Hundert Schritt vom Rancho beginnt der Urwald.
Hundert Schritt – und die gewohnte Welt hört auf.
Ich breche in die Wand aus Gebüsch und Zweigen ein Tor – und trete ein.
Noch drang der neue Tag nicht in dieses dunkle Reich.
Mein Fuß streift an spitze Kakteen; Dornen ritzen die Hände; Lianen umschlingen den Leib.
Der Busch wehrt sich gegen meinen Besuch. Doch freventlich störe ich die heilige Ruhe und dringe auf einem Wildwechsel vor, der die Tiere zur Tränke führt.
Büchse und Pistole sind meine treuen Begleiter.
Ich kam nicht als Jäger, nahm Waffen nur zur Notwehr; denn Wildschweine hausen in diesen Wäldern, Jaguare, Affen und riesige Schlangen.

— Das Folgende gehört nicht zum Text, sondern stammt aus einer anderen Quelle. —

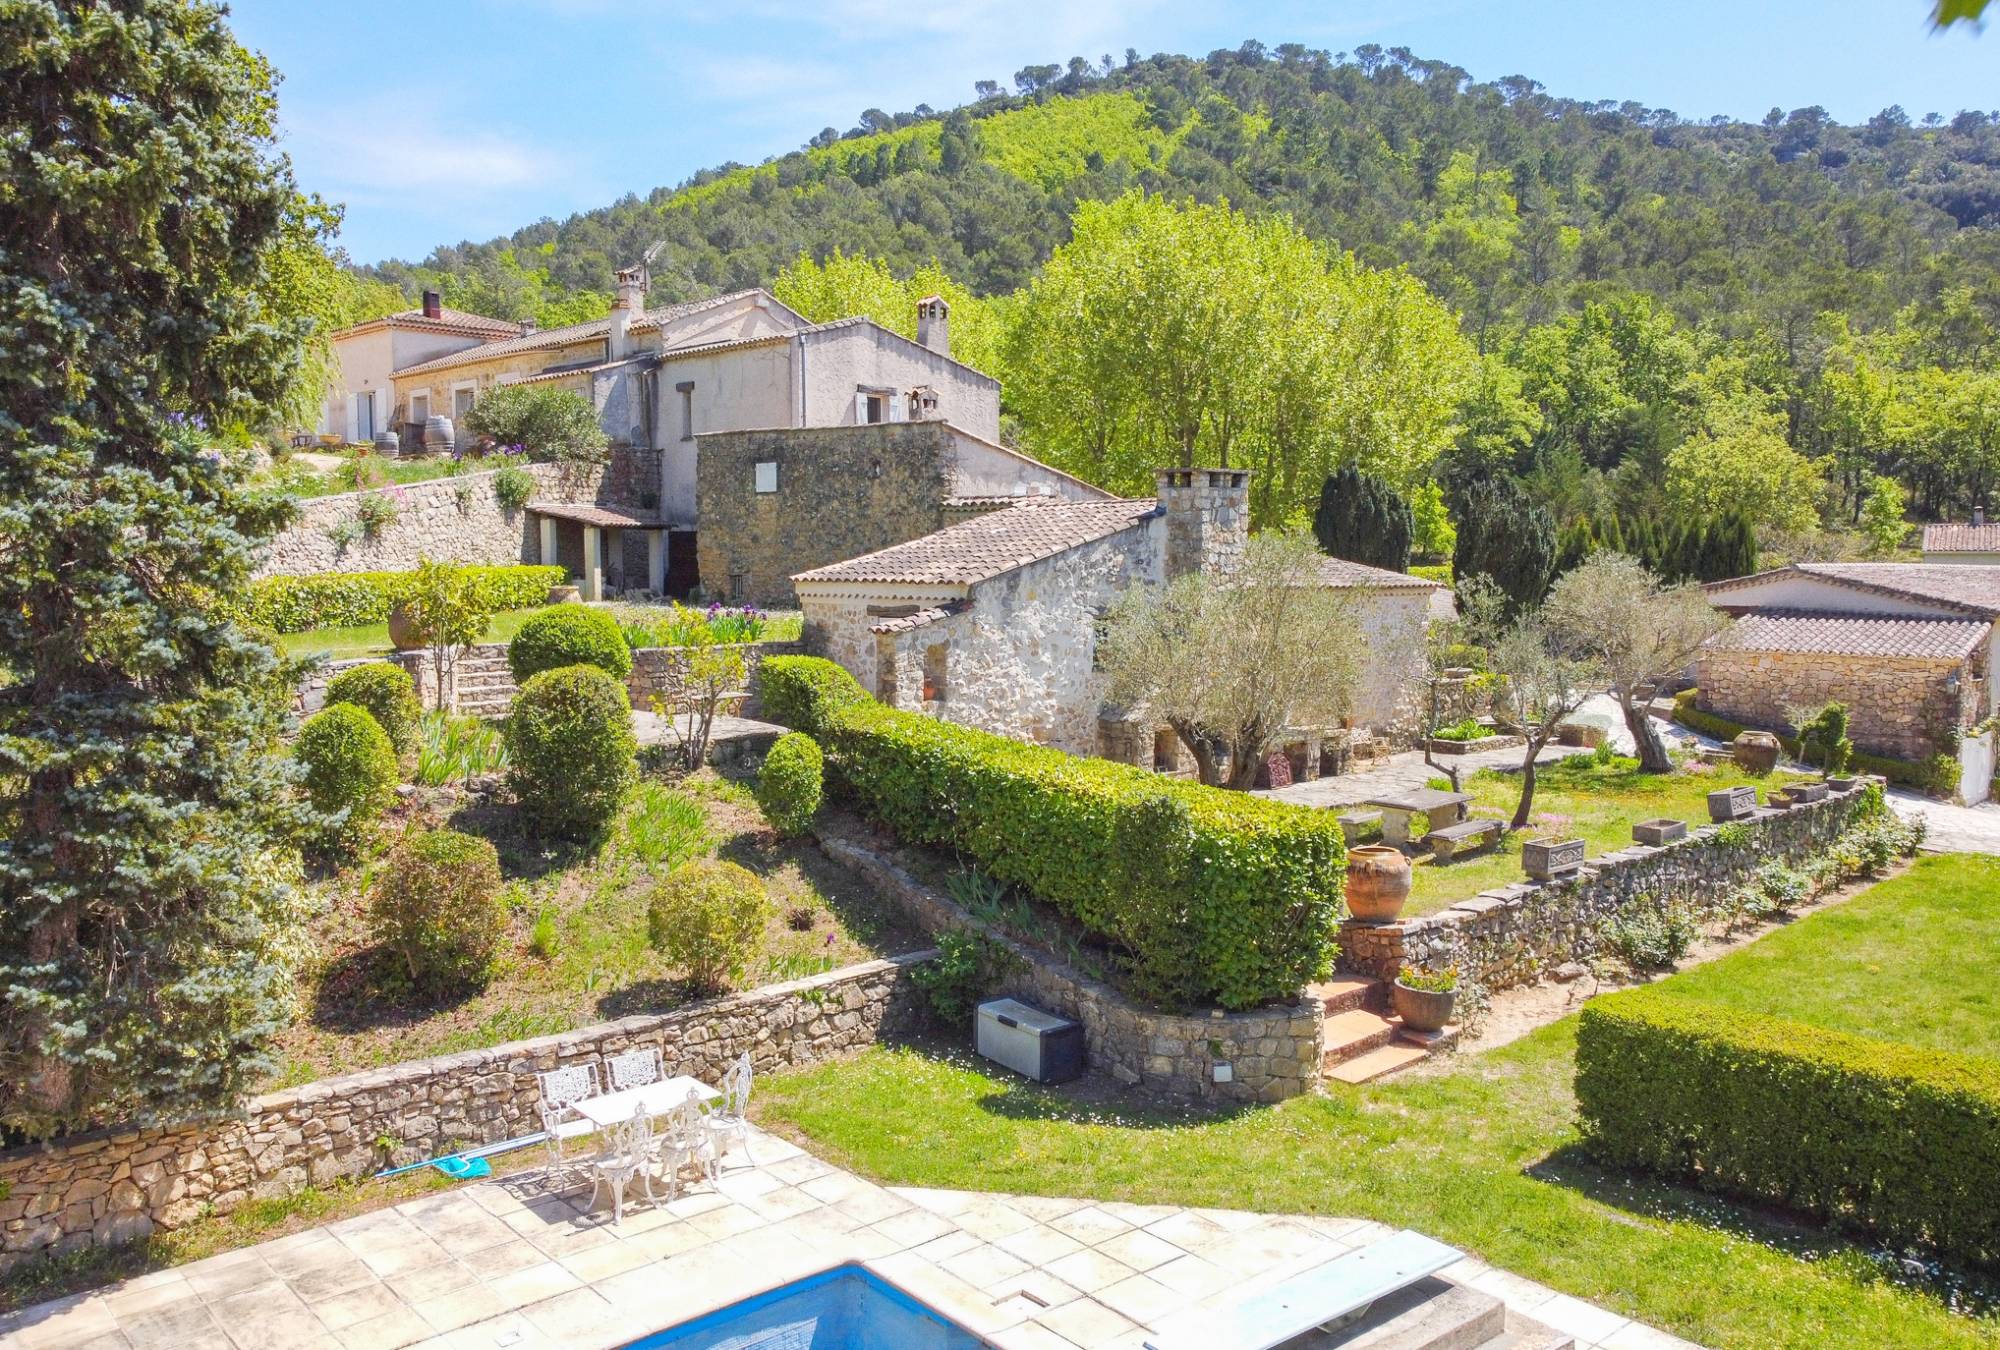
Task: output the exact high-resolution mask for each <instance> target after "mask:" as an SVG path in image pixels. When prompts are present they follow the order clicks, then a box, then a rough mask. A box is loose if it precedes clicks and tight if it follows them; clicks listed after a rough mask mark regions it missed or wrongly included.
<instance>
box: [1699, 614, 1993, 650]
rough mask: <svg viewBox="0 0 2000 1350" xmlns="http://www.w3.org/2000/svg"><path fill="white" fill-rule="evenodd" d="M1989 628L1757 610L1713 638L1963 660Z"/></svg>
mask: <svg viewBox="0 0 2000 1350" xmlns="http://www.w3.org/2000/svg"><path fill="white" fill-rule="evenodd" d="M1988 632H1990V626H1988V624H1986V620H1978V618H1874V616H1858V614H1854V616H1850V614H1814V612H1808V610H1754V612H1750V614H1744V616H1742V618H1738V620H1736V622H1734V624H1732V626H1730V628H1726V630H1724V632H1720V634H1718V636H1714V638H1710V644H1712V646H1718V648H1734V650H1740V652H1804V654H1816V656H1916V658H1932V660H1962V658H1966V656H1968V654H1970V652H1972V650H1974V648H1976V646H1978V644H1980V642H1982V640H1984V638H1986V634H1988Z"/></svg>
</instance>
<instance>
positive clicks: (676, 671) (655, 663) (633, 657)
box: [626, 642, 806, 718]
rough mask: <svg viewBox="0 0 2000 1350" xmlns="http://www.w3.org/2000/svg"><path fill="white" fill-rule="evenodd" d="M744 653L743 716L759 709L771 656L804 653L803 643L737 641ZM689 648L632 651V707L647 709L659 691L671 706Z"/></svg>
mask: <svg viewBox="0 0 2000 1350" xmlns="http://www.w3.org/2000/svg"><path fill="white" fill-rule="evenodd" d="M732 646H736V648H738V650H740V652H742V654H744V672H746V678H744V688H742V694H744V708H742V716H746V718H754V716H758V710H760V700H758V694H760V692H762V684H764V682H762V674H760V670H762V666H764V658H768V656H804V652H806V644H804V642H738V644H732ZM688 650H690V648H684V646H642V648H638V650H634V652H632V674H630V676H628V678H626V690H628V692H630V694H632V706H634V708H638V710H640V712H644V710H646V708H650V704H652V696H654V694H658V696H660V698H662V700H666V704H668V708H672V704H674V698H676V696H678V692H680V684H682V680H684V678H686V674H688Z"/></svg>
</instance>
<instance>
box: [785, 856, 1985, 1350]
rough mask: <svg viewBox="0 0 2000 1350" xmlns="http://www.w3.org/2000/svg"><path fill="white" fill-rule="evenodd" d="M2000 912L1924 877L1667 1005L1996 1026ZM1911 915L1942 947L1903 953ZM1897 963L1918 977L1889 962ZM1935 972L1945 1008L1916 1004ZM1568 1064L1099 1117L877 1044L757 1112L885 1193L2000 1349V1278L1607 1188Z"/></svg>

Das Leben wird wertvoll, wenn es Gefahren umlauern.
Aber seit ich im Wald bin, spüre ich das Jagdfieber im Blut und ich bin heftig erregt. Mich packt die Lust, meine Kräfte mit den Kreaturen der Welt zu messen, in die ich mich drängte.
Verächtlich blicke ich auf den stählernen Gewehrlauf, der im Düster silbrig schimmert – aber meine Fäuste umschließen den Kolben fester, klammern sich an ihn ...
Einer im Urwald allein, der sich der Überlegenheit menschlichen Verstandes bewußt ist, wird sich nicht fürchten, auch wenn er zittert; sein Zittern ist nur ein Ahnen jener Gefahren, die außerhalb der Reichweite seines Gewehres drohen; Furcht dagegen ist die feige Scheu vor dem erreichbaren Feind.
Ich fürchte mich nicht; aber ich zittere ...
Es ist etwas Wunderbares um solches Erbeben bei morgendlichem Pirschgang im Busch. –
Der Pfad wird breiter; der Wald heller ...
Ich stehe vor einem winzig kleinen See.
Aufgescheuchtes Wild flüchtet nach allen Seiten; der Kopf eines Alligators verschwindet geräuschlos; ein paar Wasservögel flattern schwerfällig auf nahe Äste – von dort blicken sie mich neugierig oder ängstlich an; ein Adler sitzt in vornehmer Ruhe auf seinem hohen Zweig und sieht stolz herab auf alles niedre Getier.
Unbekümmert spielen die Affen, knabbern die Papageien ...
Nah' an mir vorbei wechselt ein Reh.
Drei Aasgeier hocken dicht nebeneinander auf einem gestürzten Baum. Sie strecken ihre häßlichen, kahlen Hälse nach mir.
Totengräber ... Des verendeten Tieres ... des sterbenden Menschen Schicksal.
Und ihr eigenes.
Eine große Wasserschlange gleitet in Serpentinen über den See. Ihr schlanker Körper ist dunkel wie das Gewässer; nur die Zeichnung des Rückens und der züngelnde Kopf sind erkennbar.
Auf einem schwimmenden Blatt sitzt ein kleiner Vogel. Er hat gelbe Stelzen und ein schneeig weißes Gefieder. Er nippt von dem Wasser, hebt den Kopf und läßt den Tropfen durch die Kehle gleiten.
Das weiche Erdreich der Ufer ist mit Fährten übersät; denn zu diesem See kommt alles Getier, das den Busch bewohnt; und bisweilen wohl auch der benachbarte Mensch mit der Waffe.
Er ist nicht denkbar ohne sie; und das Paradies nicht ohne ihn.
Doch ich lehne mein Gewehr an einen mächtigen Stamm. Meine Kampflust ist geschwunden. Der Friede, der mich umfängt, ist auch in mir.
Die Sonne steht im Zenith.
Es ist heiß, die Moskitos umschwirren mich und die Zecken bohren sich in meine Schultern.
Ich verträume einen halben Tag an dem kleinen Waldsee.
Dann gehe ich zu dem Rancho zurück.
Ohne Beute.
Aber auch ohne jedes Verlangen nach ihr.